A vidraça do
bar voltou a ficar manchada pela água embaçada de uma poça que havia bem na
esquina. Armadilha fácil pra qualquer desavisado que não conhecesse aquele
metro quadrado, ou curioso que por acaso parasse para apreciar o movimento do
estabelecimento muito frequentado por mais variada clientela.
Era um bar de
centro da cidade, desses bares de paredes manchadas e cheiros encravados.
Prédio antigo, fascinante, guardava tanta história que chegara a ter vida própria.
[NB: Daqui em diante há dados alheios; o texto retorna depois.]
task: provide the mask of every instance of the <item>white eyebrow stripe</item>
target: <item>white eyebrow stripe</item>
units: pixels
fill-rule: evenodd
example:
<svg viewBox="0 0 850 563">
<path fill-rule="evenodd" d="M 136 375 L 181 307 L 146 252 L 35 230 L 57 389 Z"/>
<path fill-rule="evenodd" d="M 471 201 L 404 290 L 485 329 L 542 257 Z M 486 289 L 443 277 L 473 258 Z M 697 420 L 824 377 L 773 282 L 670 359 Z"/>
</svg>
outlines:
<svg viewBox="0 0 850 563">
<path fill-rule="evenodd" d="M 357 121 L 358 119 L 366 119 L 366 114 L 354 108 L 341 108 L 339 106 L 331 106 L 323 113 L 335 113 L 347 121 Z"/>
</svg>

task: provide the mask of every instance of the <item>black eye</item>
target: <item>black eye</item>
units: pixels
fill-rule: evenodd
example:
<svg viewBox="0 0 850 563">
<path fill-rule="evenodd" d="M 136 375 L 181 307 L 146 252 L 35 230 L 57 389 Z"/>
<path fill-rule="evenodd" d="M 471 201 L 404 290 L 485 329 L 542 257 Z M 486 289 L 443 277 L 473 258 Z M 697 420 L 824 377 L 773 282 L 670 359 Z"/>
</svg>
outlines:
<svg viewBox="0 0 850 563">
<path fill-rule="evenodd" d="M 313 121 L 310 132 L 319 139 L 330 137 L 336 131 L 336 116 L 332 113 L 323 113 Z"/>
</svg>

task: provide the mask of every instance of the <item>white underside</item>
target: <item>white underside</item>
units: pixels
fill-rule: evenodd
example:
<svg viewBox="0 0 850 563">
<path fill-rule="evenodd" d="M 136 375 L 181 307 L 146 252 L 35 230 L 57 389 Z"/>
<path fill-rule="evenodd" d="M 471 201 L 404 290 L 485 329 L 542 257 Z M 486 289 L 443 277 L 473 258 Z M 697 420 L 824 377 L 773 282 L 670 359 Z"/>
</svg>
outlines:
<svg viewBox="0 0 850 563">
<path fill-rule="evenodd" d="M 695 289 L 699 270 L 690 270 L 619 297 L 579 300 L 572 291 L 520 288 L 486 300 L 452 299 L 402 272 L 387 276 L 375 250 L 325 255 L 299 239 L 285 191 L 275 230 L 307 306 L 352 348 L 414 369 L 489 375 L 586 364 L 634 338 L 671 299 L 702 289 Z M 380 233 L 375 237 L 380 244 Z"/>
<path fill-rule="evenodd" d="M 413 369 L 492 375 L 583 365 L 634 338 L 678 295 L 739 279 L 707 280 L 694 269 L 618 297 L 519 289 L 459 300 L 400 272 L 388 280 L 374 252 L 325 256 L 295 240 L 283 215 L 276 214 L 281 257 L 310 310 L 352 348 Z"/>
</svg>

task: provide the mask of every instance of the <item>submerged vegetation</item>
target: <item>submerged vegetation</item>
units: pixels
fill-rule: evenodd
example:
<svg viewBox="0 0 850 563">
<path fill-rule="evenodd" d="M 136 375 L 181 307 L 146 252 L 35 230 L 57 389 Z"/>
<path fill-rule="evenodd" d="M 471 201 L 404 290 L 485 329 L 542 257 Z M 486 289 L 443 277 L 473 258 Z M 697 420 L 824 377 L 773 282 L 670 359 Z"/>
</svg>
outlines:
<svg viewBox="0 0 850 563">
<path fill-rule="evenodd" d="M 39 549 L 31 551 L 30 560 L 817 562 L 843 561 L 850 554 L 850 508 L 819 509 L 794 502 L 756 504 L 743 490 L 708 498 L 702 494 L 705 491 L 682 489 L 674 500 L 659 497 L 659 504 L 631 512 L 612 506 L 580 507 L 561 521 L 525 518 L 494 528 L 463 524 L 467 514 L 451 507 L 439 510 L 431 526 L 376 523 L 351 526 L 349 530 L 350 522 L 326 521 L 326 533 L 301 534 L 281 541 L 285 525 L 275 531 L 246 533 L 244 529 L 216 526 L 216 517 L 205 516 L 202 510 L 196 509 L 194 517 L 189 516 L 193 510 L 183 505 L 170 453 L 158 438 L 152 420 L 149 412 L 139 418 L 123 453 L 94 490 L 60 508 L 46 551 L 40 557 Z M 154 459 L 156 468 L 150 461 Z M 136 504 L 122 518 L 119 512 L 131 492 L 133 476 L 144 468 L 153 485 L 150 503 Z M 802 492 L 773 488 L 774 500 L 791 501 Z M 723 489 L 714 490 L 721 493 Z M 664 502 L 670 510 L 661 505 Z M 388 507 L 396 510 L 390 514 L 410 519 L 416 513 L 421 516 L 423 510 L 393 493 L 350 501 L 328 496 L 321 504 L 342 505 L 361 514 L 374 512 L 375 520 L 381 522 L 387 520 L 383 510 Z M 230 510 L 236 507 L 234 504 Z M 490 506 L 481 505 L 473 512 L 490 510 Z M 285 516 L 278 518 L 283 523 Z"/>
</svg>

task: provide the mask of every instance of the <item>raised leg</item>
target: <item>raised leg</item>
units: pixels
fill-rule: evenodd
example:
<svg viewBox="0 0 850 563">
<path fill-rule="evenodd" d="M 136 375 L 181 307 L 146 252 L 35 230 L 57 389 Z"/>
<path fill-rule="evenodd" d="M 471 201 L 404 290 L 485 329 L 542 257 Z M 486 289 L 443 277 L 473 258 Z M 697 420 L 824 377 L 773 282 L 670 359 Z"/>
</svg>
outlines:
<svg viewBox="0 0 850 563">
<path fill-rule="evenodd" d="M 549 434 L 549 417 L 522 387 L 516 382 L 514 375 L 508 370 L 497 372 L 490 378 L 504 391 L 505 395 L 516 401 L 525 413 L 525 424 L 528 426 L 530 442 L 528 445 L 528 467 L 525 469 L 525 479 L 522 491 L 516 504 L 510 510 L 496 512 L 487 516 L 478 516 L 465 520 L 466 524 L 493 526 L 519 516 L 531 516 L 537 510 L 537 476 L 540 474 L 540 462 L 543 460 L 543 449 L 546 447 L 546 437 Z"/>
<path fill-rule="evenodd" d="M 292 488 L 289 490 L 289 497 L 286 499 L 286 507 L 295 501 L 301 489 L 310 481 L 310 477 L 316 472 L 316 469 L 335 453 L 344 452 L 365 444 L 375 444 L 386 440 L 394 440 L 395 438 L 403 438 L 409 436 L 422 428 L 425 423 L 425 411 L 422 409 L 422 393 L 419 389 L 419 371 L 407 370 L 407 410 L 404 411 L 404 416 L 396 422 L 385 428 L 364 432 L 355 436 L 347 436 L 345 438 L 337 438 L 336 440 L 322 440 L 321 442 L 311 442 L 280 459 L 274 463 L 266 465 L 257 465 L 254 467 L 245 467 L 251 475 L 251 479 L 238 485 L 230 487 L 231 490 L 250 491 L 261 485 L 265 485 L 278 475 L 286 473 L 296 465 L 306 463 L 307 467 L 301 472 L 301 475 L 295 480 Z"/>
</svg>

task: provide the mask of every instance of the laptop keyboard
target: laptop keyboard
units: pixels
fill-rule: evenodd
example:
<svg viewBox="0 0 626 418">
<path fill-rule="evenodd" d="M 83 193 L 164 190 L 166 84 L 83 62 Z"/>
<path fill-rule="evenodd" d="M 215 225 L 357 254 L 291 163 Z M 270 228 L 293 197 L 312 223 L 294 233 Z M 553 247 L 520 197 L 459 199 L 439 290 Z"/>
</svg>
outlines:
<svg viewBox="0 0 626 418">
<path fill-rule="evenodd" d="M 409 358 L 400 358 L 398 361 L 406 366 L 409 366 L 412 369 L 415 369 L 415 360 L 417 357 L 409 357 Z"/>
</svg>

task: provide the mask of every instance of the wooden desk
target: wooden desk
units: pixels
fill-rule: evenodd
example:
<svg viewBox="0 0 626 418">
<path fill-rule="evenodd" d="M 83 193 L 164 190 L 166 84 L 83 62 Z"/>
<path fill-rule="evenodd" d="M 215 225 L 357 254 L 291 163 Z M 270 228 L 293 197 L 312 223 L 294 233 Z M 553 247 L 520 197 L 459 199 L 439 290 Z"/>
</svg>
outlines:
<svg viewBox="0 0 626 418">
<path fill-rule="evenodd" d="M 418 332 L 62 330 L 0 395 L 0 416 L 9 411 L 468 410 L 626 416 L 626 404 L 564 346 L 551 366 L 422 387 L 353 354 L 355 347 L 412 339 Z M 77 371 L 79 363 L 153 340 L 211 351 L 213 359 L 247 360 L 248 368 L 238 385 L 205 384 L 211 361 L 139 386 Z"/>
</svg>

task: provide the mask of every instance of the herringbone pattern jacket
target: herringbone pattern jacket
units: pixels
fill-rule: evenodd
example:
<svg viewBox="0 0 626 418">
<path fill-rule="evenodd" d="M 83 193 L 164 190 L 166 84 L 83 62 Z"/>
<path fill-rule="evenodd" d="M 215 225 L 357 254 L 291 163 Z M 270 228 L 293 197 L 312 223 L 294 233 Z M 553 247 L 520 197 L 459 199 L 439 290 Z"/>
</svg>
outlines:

Recanto de boêmios, artistas, prostitutas, amantes e solitários.
Como Luísa.
Mulher misteriosa. Pedia sempre a mesma bebida, no mesmo lugar, no mesmo
horário. Rotineiramente. Pontualidade britânica. Sempre depois da chuva.
Quando o sol
transpassava o último par de vitrais do alto da janela esquerda e refletia na
prateleira de cristais, que guardava os conhaques, uísques e licores, um raio
luminoso rebatia bem na direção de Luísa. E ficava aquela mulher tomando seu
gim com sua luz própria. Seu foco a quarenta-e-cinco-graus. Seus olhos
brilhavam tão intensamente quanto os cubos de gelo no copo. E sua alma nesse
exato momento ficava translúcida como sua bebida.
Luísa era
mais uma adotada por Madrinha, a dona do bar. Senhora de meia idade batizada
assim pelas putas do entorno que viam nela uma mãe, amiga e companheira. Não
que Luísa não tivesse casa, viva até bem. Possuía um apartamento de dois
quartos com varanda que dava para praça da república. Bem mobiliado e amplo.
Seu tempo
naquele bar se limitava aos fins de tarde. Tomava duas ou três doses calmamente
como se esperasse alguém. Uma amiga que não via há tempos, um parente aflito
por problemas familiares ou quem sabe um amor.
No começo as
pessoas estranharam. Ficou conhecida como a doida do chapéu. Por causa do seu
chapéu à zamparina, afinal todos eram curiosos. Uma proteção ou um charme? E
como num ritual, reza a etiqueta, tirava seu chapéu ao sentar e o colocava em
seu colo, tudo delicadamente desenhado. Os passos, a respiração, o sentar, a
postura, o beber, olhar pra rua e o esperar.
Com o passar
do tempo Luísa tornou-se parte daquele bar. Uma pintura dramática e vibrante
que decorava aquele ambiente. O mesmo gim, a mesma luz, o mesmo chapéu, quem
sabe até a mesma roupa. Seria Luísa uma louca?
Nunca a viram
com ninguém. Nem filhos, irmãos, amigos, nada. Segundo madrinha sua voz é leve
e terna. Parecia voz de professora. A única vez que se ouvia sua voz era para
pedir uma dose de gim e dois cubos de gelo.
Chegou a
fazer-se um bolão de apostas sobre sua profissão, secretária, aeromoça,
telefonista, até de puta aposentada com saudades da profissão ela foi
classificada.
Luísa, uma
figura incógnita que visitava aquele bar dentre as várias que circulavam por
lá. algumas às vezes paravam, outras só olhavam. Tinham os que mudavam de
calçada ao perceber que aquela fachada estupendamente gloriosa era a do famoso
bar.
Luísa adorava
aquele estabelecimento. Sentia-se a vontade, ria poucas vezes, não se sabe por
quê. Seus olhos aguardavam ansiosos para encontrar alguém. Estrategicamente
sentava onde sua visão seria ampla o suficiente para acompanhar os movimentos
internos e externos no bar.
E todos os
dias a mesma coisa: o chapéu, o gim, o sol.
Certo dia de
sol, não choveu. Dia atípico. Apenas uma leve brisa âmbar desenhava a silhueta
dos muros e prédios daquela cidade nortista e perfumou com chuva o asfalto
quente que descolava nos sapatos das pessoas.
Neste dia
Luísa trocou seu vestido. Dessa vez sem chapéu com uma bolsa pequena e
charmosa. Estava com um penteado bem armado e delicado. Elegantíssima. Pediu uísque.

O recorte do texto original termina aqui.